The first set of exercises will deal with reading a dataset into R, exploring various structural and content-related features of the data, and manipulating the dataset so that it is in a form we can use later for analyses.
We will be using the Auto MPG Data Set, available on the UCI Machine Learning Repository; https://archive.ics.uci.edu/ml/datasets/Auto+MPG
The data consists of a collection of automobile records from 1970 to 1982 containing the following variables:
Miles per Gallon (mpg)
Number of Cylinders
Engine Displacement (in cubic inches)
Horsepower
Weight (in pounds)
Acceleration
Model Year
Origin: where the data originated from (ignore this)
Car Name
We will be focusing on the relationships between miles per gallon (mpg) and various other features of the car (such as model year, weight, number of cylinders, etc.).
A.1 Open a new R script to write and save your code for the exercises. Save this file in your local copy of the IDA-with-R-master directory, e.g., IDA-with-R-master/my_exercises/exercise_1.R
.
A.2 Read in the Auto MPG data to a data frame named auto
from the following url using read.table()
: https://archive.ics.uci.edu/ml/machine-learning-databases/auto-mpg/auto-mpg.data-original HINT: Run ?read.table()
and read about how to use a url as a file path.
A.3 Rename the variables (columns) using the following conventions: “mpg”, “cyl”, “disp”, “hp”, “weight”, “acc”, “model.yr”, “origin”, “name”. HINT: You will need to use the names
attribute of the data frame (i.e., names(auto)
).
A.4 Convert cyl
into a factor variable using factor()
. Convert name
into a character vector using as()
.
A.5 Use the head()
function to look at the first few rows of the data and make sure it looks like it was correctly loaded. You can compare the output here to the raw data by opening the url in A.2.

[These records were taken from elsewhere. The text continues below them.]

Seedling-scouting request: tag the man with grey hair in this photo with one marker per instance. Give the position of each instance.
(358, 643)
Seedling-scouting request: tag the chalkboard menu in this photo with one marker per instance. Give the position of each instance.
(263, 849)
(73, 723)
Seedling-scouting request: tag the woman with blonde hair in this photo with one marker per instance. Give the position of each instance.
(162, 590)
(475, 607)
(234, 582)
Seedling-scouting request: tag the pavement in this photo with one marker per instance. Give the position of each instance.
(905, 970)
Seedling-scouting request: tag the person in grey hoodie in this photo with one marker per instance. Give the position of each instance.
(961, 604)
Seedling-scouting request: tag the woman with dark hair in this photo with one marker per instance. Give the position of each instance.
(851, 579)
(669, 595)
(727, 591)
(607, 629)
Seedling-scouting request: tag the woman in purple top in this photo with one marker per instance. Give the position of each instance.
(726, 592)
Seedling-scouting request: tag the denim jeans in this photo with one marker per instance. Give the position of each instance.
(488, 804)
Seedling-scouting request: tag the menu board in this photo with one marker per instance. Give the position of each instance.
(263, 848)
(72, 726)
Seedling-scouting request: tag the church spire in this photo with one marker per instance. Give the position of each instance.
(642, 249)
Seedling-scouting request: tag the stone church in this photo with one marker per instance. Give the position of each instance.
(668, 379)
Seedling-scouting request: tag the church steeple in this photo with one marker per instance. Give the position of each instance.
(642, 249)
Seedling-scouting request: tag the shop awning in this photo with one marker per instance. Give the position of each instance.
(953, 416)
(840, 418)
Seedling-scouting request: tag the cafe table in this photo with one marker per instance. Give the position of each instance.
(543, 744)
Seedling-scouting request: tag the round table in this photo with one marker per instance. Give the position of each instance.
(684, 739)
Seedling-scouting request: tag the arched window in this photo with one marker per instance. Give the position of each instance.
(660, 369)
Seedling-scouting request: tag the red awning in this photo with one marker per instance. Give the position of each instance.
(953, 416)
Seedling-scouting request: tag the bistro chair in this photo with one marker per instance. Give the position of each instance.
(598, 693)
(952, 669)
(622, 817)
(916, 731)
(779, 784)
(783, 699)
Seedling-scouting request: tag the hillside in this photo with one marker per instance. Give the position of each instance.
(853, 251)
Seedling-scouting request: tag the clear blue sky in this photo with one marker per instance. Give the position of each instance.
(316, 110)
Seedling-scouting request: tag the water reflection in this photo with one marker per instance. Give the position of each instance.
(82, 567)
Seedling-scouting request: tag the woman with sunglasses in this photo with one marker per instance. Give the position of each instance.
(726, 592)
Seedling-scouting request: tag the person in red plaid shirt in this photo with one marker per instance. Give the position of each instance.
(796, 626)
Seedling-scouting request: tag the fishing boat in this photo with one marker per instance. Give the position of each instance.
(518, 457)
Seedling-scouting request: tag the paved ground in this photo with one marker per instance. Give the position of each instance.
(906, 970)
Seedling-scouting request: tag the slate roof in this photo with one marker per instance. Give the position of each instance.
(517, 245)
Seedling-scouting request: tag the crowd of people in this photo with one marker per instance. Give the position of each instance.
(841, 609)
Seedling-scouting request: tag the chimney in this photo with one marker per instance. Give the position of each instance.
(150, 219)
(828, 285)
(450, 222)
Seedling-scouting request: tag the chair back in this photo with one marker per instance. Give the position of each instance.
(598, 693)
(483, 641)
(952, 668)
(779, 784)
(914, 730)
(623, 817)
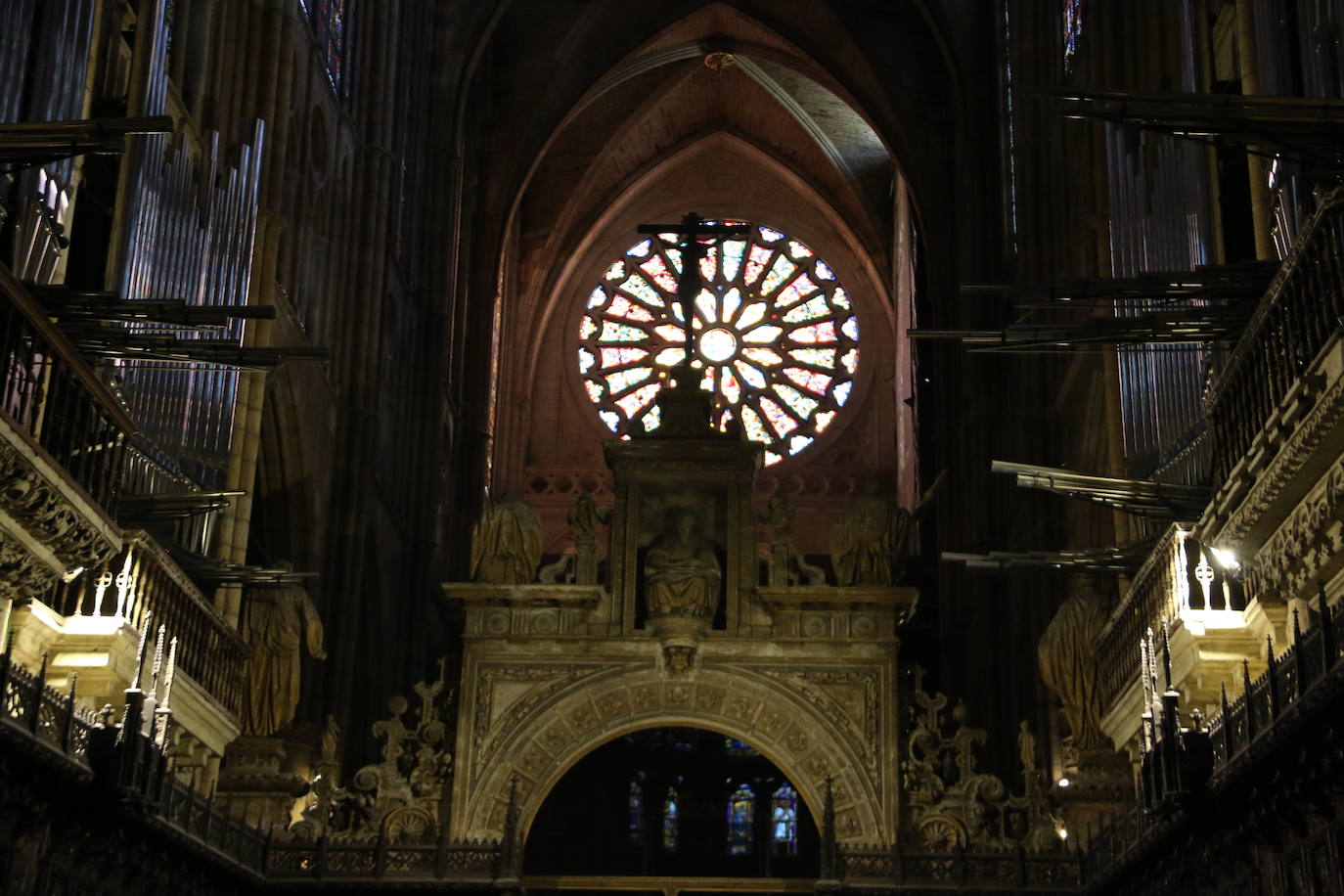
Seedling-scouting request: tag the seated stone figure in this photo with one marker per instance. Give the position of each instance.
(682, 571)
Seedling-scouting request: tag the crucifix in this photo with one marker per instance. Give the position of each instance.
(691, 229)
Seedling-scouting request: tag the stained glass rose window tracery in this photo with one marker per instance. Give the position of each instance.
(773, 336)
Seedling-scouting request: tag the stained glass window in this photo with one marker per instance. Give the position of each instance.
(736, 747)
(1073, 29)
(328, 21)
(784, 820)
(773, 334)
(636, 813)
(740, 819)
(669, 821)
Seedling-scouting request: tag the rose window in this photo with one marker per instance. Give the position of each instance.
(773, 336)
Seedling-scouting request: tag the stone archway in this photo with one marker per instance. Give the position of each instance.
(531, 722)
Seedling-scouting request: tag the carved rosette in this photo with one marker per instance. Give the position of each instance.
(47, 525)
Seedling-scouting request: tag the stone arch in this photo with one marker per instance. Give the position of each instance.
(571, 711)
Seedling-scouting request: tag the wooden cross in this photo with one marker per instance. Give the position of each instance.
(691, 229)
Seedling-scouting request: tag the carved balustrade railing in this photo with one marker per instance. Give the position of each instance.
(141, 578)
(136, 765)
(1179, 576)
(1309, 661)
(1308, 669)
(1298, 313)
(380, 859)
(43, 712)
(51, 394)
(963, 868)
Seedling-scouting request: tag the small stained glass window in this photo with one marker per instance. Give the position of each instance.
(669, 821)
(784, 821)
(636, 813)
(1073, 29)
(773, 332)
(740, 820)
(736, 747)
(328, 19)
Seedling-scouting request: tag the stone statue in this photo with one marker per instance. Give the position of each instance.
(586, 515)
(869, 542)
(507, 543)
(1069, 665)
(682, 571)
(280, 621)
(1027, 747)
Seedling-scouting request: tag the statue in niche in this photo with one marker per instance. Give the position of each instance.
(1026, 747)
(1069, 665)
(869, 542)
(280, 621)
(586, 515)
(682, 571)
(507, 543)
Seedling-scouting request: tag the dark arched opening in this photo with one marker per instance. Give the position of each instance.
(674, 802)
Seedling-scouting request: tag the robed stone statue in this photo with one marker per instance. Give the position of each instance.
(507, 543)
(280, 621)
(682, 571)
(872, 538)
(1069, 665)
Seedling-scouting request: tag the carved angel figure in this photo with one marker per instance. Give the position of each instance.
(507, 543)
(869, 542)
(682, 571)
(280, 619)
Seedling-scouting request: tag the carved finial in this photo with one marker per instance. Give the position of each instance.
(140, 650)
(1167, 654)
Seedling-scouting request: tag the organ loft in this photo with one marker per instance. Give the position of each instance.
(732, 446)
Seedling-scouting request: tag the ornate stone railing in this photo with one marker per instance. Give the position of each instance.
(1305, 679)
(45, 713)
(1298, 313)
(135, 767)
(1307, 662)
(141, 578)
(1007, 870)
(50, 394)
(380, 859)
(62, 442)
(1179, 576)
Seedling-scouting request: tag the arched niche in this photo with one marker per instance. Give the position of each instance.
(815, 727)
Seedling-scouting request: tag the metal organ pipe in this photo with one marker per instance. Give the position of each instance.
(189, 233)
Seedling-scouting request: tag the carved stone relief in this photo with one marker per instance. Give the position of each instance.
(800, 719)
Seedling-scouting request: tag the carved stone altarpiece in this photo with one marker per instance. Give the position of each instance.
(683, 632)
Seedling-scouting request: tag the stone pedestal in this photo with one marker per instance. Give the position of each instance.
(254, 784)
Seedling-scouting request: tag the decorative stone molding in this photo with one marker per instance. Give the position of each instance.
(813, 723)
(49, 527)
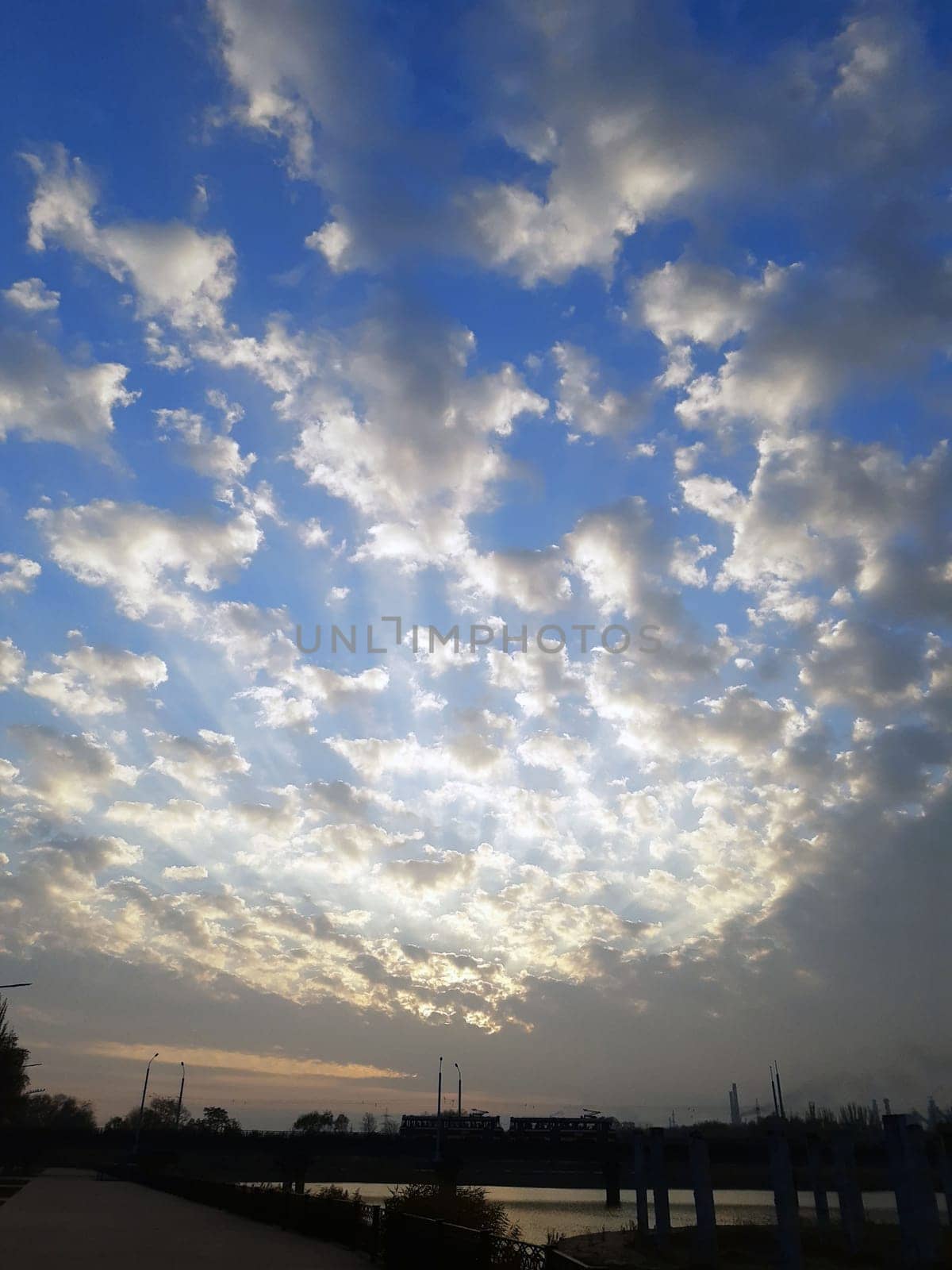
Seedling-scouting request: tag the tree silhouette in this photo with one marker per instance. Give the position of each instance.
(160, 1114)
(57, 1111)
(216, 1121)
(314, 1122)
(13, 1075)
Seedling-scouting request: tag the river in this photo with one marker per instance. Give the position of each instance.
(539, 1210)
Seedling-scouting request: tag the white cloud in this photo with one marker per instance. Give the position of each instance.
(178, 272)
(184, 873)
(69, 772)
(33, 296)
(95, 681)
(200, 764)
(136, 552)
(12, 664)
(211, 454)
(18, 573)
(44, 398)
(579, 404)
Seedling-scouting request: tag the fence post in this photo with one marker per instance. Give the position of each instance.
(611, 1172)
(640, 1165)
(374, 1231)
(916, 1197)
(923, 1194)
(704, 1200)
(945, 1162)
(814, 1159)
(850, 1197)
(486, 1251)
(659, 1187)
(785, 1197)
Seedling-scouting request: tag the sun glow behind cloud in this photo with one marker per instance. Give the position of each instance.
(488, 370)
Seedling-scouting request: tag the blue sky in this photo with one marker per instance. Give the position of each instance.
(476, 314)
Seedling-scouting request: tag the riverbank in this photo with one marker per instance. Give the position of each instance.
(742, 1248)
(69, 1218)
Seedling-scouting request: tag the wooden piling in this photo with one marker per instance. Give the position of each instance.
(785, 1198)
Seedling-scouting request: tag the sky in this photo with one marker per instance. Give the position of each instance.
(501, 318)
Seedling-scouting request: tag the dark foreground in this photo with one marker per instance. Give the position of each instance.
(67, 1218)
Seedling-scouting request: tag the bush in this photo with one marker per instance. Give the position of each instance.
(467, 1206)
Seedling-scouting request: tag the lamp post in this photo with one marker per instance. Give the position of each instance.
(440, 1108)
(182, 1090)
(143, 1104)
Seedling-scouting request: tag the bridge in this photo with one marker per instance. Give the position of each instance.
(736, 1161)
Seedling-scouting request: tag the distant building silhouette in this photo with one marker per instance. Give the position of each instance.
(734, 1105)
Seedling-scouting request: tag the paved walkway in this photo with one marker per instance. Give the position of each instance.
(67, 1218)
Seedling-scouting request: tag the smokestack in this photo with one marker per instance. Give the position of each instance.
(735, 1105)
(780, 1091)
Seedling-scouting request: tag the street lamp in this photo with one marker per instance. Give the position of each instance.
(182, 1090)
(440, 1108)
(143, 1104)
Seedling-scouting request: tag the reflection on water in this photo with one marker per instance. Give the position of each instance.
(539, 1210)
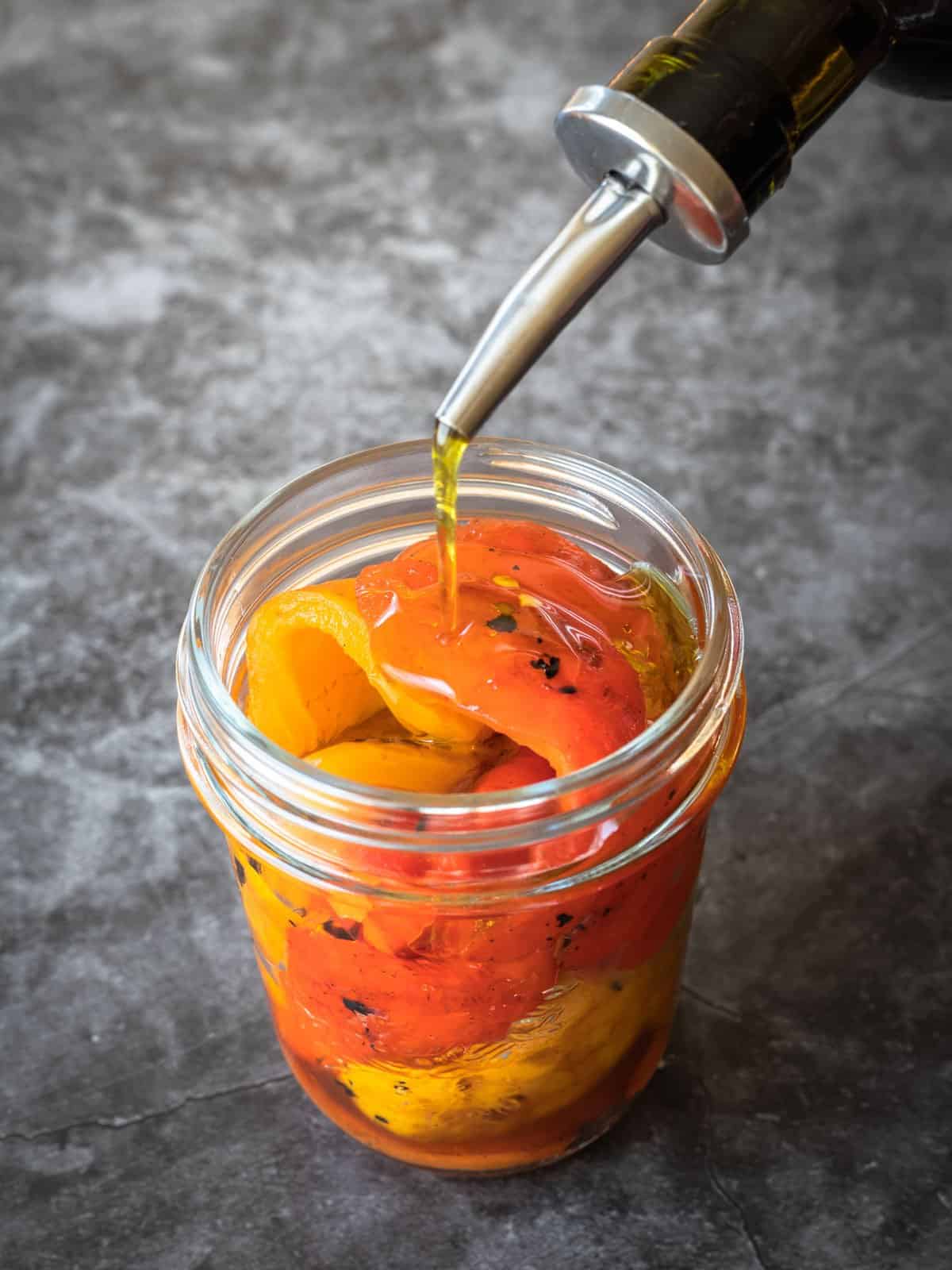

B.1 Locate the observations (rows) with missing data using is.na()
. HINT: You may want use which()
with arr.ind=TRUE
to return the (row, column) locations of the missing values.
B.2 Look at the missing observations by subsetting the auto
data frame.
B.3 Which variables are missing? What are the implications of this missingness?
C.1 Sort the Auto MPG data in descending order by mpg and store the result into a data frame named auto.sorted
. HINT: You will need to use order()
with na.last=NA
so that the values with missing mpg are not in the sorted data frame.
C.2 Look at the observations with the top five values for mpg using head()
.
C.3 Look at the observations with the bottom five values for mpg using tail()
.
C.4 Do you notice any patterns with these two groups? HINT: You may need to do some Googling about these vehicles.
D.1 Locate the observations with diesel engines. HINT: If a vehicle has a diesel engine, it will mention “diesel” in the name of the car. Use the grep()
function do accomplish this.
D.2 Create a new variable (column) in the auto
data frame called diesel
such that auto$diesel = 1
if the car has a diesel engine and 0
, otherwise.
D.3 Coerce auto$diesel
into a factor variable using as()
.
D.4 Look at the structure of the auto
data frame using str()
to make sure that this was done correctly.
D.5 Save your data set as an R data (.Rda
) file in the data directory (i.e., "IDA-with-R-master/data/auto_mpg_v2.Rda"
) using the save()
function.